You have two options then. You can build those integrations yourself, maybe some enterprise integrations can get you at least part way there, or you can try a vertically integrated product like AwesomeAPI.

Vertical Integration Goals of AwesomeAPI

Our goal with AwesomeAPI is to solve that very problem. Automotive is the first sector that we are expanding in with the goal being that you just have to integrate your new automotive software with us once, and you’ll be able to talk to all the products that dealers and auto groups use.


Unified API vs Building Your Own API

Why Automotive?

Automotive in particular suffers from these integration problems more than many other industries for the reasons we already outlined above, but beyond that, we have experience in the field. We know automotive, and we know the pain points that many software providers face.

We are also part of Lincoln Labs. Why does that matter?
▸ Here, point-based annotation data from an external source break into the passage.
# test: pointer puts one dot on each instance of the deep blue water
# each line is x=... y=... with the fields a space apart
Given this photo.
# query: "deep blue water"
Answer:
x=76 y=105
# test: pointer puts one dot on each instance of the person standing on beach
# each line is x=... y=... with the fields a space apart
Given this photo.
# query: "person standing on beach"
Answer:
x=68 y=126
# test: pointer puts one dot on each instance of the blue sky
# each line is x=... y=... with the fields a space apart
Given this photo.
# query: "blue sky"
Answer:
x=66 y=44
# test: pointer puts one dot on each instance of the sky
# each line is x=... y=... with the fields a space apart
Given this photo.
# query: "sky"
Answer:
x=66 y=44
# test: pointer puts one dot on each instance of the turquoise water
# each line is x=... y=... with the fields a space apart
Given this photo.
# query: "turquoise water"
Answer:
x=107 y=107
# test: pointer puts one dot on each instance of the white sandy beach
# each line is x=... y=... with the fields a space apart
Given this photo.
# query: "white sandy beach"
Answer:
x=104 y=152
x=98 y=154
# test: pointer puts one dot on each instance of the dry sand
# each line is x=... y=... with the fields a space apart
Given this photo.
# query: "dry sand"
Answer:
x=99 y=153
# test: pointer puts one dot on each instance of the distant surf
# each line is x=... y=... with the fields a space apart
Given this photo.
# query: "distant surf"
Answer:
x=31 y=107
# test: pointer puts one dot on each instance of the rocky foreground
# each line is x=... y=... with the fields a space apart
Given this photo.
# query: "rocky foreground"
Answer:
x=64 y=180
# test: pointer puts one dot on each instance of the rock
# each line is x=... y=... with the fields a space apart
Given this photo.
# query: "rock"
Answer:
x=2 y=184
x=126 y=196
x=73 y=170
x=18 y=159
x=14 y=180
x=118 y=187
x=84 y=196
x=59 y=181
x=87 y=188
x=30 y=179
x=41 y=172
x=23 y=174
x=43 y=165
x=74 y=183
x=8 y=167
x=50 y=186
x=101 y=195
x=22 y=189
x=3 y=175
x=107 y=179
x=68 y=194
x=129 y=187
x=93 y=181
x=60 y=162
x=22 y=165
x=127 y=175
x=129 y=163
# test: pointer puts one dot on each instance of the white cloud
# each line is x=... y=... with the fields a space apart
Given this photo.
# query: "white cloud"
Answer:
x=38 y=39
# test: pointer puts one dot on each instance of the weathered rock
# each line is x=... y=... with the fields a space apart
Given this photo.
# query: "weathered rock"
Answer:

Well, Lincoln Labs is a tech collective that operates in many industries already. Specifically, with our Phantom Copy brand, we handle marketing primarily for car dealerships. In the future, we plan on expanding into legal, which again circles back to Lincoln Labs specifically with our Civille brand which is a website platform for law firms.

Lincoln Labs business structure

In short though, automotive and legal are just where we are starting. Like we said at the beginning, part of building anything is knowing where to start.